Едва Помпей увидел, как бежит его конница, он воскликнул, что его предали как раз те люди, на которых он более всего полагался, и с тем удалился в свою ставку. И впрямь, что он мог сделать для Рима, если те, кто считался лучшими сынами Отечества, оказались трусливее азиатов и ничтожнее крыс, бегущих с тонущего корабля, ибо со страху опрокинули корабль, который был на плаву.

2

 "Если победит Цезарь, я умру, если Помпей - уйду в изгнание", - сказал Катон друзьям перед тем, как началось преследование отступающего Цезаря. Его слова разнеслись по лагерю и дошли до Помпея. Однако Великий не поверил в столь миролюбивое настроение Катона. Помпей не мог охватить своим разуменьем личность Катона, и то, что лежало за пределами его понимания, пугало неизвестностью. Кто такой Катон? Составляет ли его душа десять легионов, как войско Помпея, или пятнадцать, а может быть, и все двадцать? Как строить стратегию, имея такого союзника, которому по силам превратиться в конкурента?

Помпей считал, что активным преследованием противника он помешает Цезарю собраться с силами и доведет его войско до полного распада. Вопрос о победе представлялся ему лишь вопросом времени, и он уже думал о будущем. Перспектива распустить армию и раствориться в сенате, как он делал прежде, не прельщала его. Во-первых, он не умел реализовывать себя в качестве сенатора; во-вторых, война окончательно выявила, сделала очевидным кризис государства, показала ничтожность знати и аморфность плебса; в-третьих, в ходе кампании он проделал такую гигантскую работу, что казалось глупым отказаться от ее плодов. Невозможность возврата к прежним республиканским порядкам понимал и Катон, что отразилось в его фразе о своей дальнейшей судьбе. Однако именно Катон мог стать центром кристаллизации всех республиканских сил и составить политическую конкуренцию Помпею. Подобную картину ближайшего будущего самыми что ни на есть адскими красками рисовали императору и подхалимы, которых он, так ничему и не научившись, по-прежнему считал друзьями. Ему казалось, будто они верно освещали ту загоризонтную область натуры Катона, которая была не доступна его взору, и он уверился, что там в самом деле зреют грозовые тучи. Поэтому, отправляясь в решающий поход, Помпей предпочел окружение этих друзей, а Катона оставил в Диррахии, поручив ему с пятнадцатью когортами охранять главную базу республиканцев. В помощь Катону он придал всех тех сенаторов, кто, по его мнению, мог помешать ему воспользоваться плодами победы над Цезарем. Катона он поставил во главе этого созвездия последних независимых душ Рима потому, что был уверен: в случае неудачи в битве с Цезарем именно Катон окажется самым верным его другом.

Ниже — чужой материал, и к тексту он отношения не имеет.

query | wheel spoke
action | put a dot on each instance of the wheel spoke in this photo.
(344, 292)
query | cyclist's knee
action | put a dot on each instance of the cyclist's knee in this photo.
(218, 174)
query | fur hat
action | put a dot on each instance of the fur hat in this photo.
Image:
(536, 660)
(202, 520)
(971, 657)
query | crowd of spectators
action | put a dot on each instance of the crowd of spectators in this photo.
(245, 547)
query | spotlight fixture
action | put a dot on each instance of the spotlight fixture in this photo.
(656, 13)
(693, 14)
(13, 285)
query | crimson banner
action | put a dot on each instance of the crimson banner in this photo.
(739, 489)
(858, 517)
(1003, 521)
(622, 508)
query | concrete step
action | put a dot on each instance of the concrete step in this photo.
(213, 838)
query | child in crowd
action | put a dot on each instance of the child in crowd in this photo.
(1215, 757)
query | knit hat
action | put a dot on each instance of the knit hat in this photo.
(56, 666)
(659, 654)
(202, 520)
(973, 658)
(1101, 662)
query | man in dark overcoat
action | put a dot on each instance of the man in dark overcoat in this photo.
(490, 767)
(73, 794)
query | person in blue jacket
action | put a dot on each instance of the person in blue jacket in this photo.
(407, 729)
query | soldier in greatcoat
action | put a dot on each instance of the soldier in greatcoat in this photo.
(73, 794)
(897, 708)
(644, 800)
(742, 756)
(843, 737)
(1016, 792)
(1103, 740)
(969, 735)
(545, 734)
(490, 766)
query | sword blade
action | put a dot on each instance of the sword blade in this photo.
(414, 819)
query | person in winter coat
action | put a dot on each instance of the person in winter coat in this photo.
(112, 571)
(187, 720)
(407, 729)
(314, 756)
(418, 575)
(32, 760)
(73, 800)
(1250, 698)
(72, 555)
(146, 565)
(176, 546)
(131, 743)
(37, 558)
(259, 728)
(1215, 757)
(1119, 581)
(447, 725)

Катон слишком хорошо знал Помпея, слишком привык ко всеобщему недоверию и неудачам, слишком отчетливо ощущал рок, довлеющий над Римом, чтобы удивляться такому ходу событий. Он не смирился с пораженьем, но знал, что не победит. Сам факт борьбы стал для него смыслом, он простирал надежды вперед, за пределы своей жизни и видел цель в том, чтобы передать клокочущую в нем страсть борьбы и чувство правды потомкам. Зная, что не победит, он все же бился за победу и с римской непоколебимостью верил в нее. Но он верил в победу тех людей, кто будет достоин ее, и уже тогда шел в атаку в одном строю с ними, с теми, которые с неизбежностью сметут прочь всех Цезарей и Помпеев, с тою неизбежностью, с какою созидание должно восторжествовать над распадом, жизнь - над смертью.